SGK'nın sağlık sunucularına borcu olmadığına dikkati çeken Çelik, kanser taramasıyla ilgili ciddi bir meblağ ayrıldığını söyledi.
KESK davası
Bakan Çelik, KESK Başkanı Lami Özgen'in de aralarında bulunduğu KESK üyelerinin yargılandığı davaya ilişkin hukuksuzluğun yapanların ''duvara tosladığını'' tarihin gösterdiğini dile getirdi.
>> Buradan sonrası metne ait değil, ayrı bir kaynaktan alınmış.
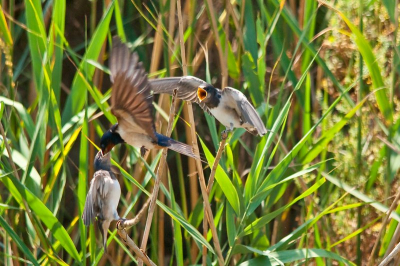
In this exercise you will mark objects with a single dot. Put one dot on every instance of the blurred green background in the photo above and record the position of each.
(315, 190)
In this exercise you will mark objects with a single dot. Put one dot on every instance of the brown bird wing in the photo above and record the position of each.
(131, 98)
(186, 87)
(245, 110)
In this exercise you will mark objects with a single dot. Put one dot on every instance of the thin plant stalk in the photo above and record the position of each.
(203, 187)
(157, 182)
(209, 187)
(383, 226)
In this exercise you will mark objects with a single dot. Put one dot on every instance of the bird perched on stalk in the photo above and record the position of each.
(132, 104)
(229, 106)
(103, 196)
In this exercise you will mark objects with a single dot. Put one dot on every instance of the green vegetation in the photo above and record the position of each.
(315, 190)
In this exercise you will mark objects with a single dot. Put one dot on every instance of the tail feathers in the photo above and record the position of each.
(182, 148)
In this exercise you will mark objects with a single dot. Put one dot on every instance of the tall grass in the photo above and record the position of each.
(316, 189)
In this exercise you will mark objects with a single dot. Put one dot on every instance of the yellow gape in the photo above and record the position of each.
(201, 93)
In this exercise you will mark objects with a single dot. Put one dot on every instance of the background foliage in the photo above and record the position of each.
(316, 189)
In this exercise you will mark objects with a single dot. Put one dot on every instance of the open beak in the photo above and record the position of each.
(201, 94)
(107, 149)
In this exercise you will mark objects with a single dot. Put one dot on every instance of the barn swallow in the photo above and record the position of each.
(103, 196)
(229, 106)
(132, 104)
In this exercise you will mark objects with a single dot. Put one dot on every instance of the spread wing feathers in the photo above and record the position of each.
(131, 93)
(186, 87)
(250, 118)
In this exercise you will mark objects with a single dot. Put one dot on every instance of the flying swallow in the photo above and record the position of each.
(103, 196)
(132, 104)
(229, 106)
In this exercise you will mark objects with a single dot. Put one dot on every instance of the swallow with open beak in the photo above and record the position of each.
(103, 196)
(132, 104)
(229, 106)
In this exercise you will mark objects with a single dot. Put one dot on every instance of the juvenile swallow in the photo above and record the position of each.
(103, 196)
(229, 106)
(132, 104)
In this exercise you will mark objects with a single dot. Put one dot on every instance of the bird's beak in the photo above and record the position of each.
(107, 149)
(201, 94)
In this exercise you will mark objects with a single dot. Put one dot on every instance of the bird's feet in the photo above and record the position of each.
(224, 133)
(143, 151)
(120, 223)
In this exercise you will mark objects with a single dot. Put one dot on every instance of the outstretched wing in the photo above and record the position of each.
(131, 98)
(185, 86)
(250, 118)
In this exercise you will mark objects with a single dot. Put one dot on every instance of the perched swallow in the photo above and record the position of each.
(132, 104)
(229, 106)
(103, 196)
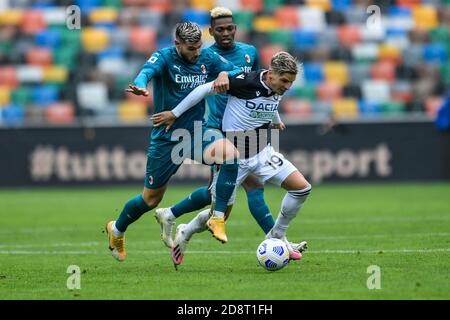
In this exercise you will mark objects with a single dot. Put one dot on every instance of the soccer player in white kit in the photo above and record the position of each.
(252, 107)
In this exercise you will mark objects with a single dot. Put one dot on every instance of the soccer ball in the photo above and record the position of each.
(272, 254)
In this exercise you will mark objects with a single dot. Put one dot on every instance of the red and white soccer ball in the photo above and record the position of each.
(272, 254)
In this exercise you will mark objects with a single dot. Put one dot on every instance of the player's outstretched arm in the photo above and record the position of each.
(168, 117)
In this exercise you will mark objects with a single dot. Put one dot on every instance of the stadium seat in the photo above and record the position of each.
(435, 53)
(329, 91)
(389, 53)
(204, 5)
(298, 107)
(39, 56)
(12, 115)
(60, 113)
(312, 18)
(336, 72)
(198, 16)
(48, 38)
(103, 15)
(265, 24)
(319, 4)
(44, 95)
(94, 40)
(132, 111)
(383, 70)
(393, 107)
(306, 91)
(287, 17)
(375, 91)
(432, 105)
(92, 95)
(425, 16)
(313, 72)
(348, 35)
(142, 40)
(22, 95)
(33, 22)
(281, 37)
(252, 5)
(55, 74)
(11, 17)
(304, 39)
(8, 76)
(5, 95)
(345, 108)
(365, 52)
(368, 108)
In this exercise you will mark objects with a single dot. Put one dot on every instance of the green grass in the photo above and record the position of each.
(402, 228)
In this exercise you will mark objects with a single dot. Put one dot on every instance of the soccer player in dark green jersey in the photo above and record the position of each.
(246, 57)
(175, 72)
Çalışma ve Sosyal Güvenlik Bakanı Çelik ''Mahkemeler, yargı, adalet dağıtıyor. Dün de inandık, bugün de inanıyoruz. Yanlış diyorsanız, eleştiri hakkınız var ama hukuksuzluk hiçbir zaman toprak altında kalmamıştır, her hukuksuzluk mutlak suretle gün yüzüne çıkar. Bunun için mahkemelere güvenmekten başka yolumuz yok, yargıya güvenmekten başka yolumuz yok ama kararın kimler tarafından doğru, kimler tarafından yanlış, eksik değerlendirileceği, o sübjektif bir olay'' diye konuştu.
Hukuk devleti olmak konusunda önemli adımların atıldığına işaret eden Çelik, bunları görmemezlikten gelmenin doğru olmayacağı değerlendirmesinde bulundu.